Respond to reviewer feedback
Make requested changes
Re-request review after changes

Release Process

Version Numbering

Follow Semantic Versioning (SemVer):

MAJOR (1.0.0): Breaking changes
MINOR (0.1.0): New features, backward compatible
PATCH (0.0.1): Bug fixes, backward compatible

Creating Release

Update version:

# pyproject.toml
[project]
version = "0.2.0"

Update CHANGELOG.md:

## [0.2.0] - 2024-01-15

### Added
- Feature X
- Feature Y

### Changed
- Improved Z performance

### Fixed
- Bug in A

Create release:

git tag v0.2.0
git push origin v0.2.0

Publish to PyPI:

python -m build
twine upload dist/*

Community

Communication

GitHub Issues: Bug reports and feature requests
GitHub Discussions: Questions and general discussion
Pull Requests: Code contributions

Getting Help

Check existing documentation
Search issues
Ask in discussions

Reporting Bugs

Use the bug report template:

## Bug Description
Clear description of the bug

## Steps to Reproduce
1. Step 1
2. Step 2
3. Error occurs

## Expected Behavior
What should happen

## Actual Behavior
What actually happens

## Environment
- CrossVector version: 0.1.0
- Python version: 3.11
- OS: macOS 14
- Backend: PgVector

## Additional Context
Any other relevant information

Code of Conduct

Our Standards

Be respectful and inclusive
Welcome newcomers
Focus on constructive feedback
Accept responsibility for mistakes
Prioritize community benefit

Enforcement

Violations can be reported to maintainers.

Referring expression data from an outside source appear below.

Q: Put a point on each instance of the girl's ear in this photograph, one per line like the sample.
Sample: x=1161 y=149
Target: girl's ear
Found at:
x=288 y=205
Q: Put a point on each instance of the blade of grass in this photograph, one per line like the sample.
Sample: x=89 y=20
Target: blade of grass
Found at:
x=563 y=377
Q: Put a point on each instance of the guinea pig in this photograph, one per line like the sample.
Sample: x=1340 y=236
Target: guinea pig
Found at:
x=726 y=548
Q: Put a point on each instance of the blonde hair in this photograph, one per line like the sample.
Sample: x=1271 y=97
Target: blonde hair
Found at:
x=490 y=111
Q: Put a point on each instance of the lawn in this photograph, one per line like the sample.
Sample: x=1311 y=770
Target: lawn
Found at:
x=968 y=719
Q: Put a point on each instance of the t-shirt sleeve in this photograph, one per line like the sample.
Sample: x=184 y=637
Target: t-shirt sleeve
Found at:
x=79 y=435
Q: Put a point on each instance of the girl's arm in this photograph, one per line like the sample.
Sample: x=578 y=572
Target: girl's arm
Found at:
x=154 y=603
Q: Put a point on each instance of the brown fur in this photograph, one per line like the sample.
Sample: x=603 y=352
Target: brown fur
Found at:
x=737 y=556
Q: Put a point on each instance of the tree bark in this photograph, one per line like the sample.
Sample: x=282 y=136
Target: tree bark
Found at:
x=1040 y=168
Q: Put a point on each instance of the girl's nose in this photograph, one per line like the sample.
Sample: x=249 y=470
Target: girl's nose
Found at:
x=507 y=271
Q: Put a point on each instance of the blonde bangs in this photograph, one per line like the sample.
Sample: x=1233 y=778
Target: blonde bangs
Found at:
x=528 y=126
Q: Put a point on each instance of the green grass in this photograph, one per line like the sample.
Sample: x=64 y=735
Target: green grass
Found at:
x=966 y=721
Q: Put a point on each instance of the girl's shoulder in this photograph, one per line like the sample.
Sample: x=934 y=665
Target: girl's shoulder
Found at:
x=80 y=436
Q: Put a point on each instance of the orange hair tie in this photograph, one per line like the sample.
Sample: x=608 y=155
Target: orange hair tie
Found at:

All complaints will be reviewed and investigated promptly and fairly.

License

By contributing, you agree that your contributions will be licensed under the same license as the project (see LICENSE file).

Questions?

Feel free to ask questions in:

GitHub Issues (for bugs)
GitHub Discussions (for general questions)
Pull Request comments (for specific code questions)

Thank you for contributing to CrossVector!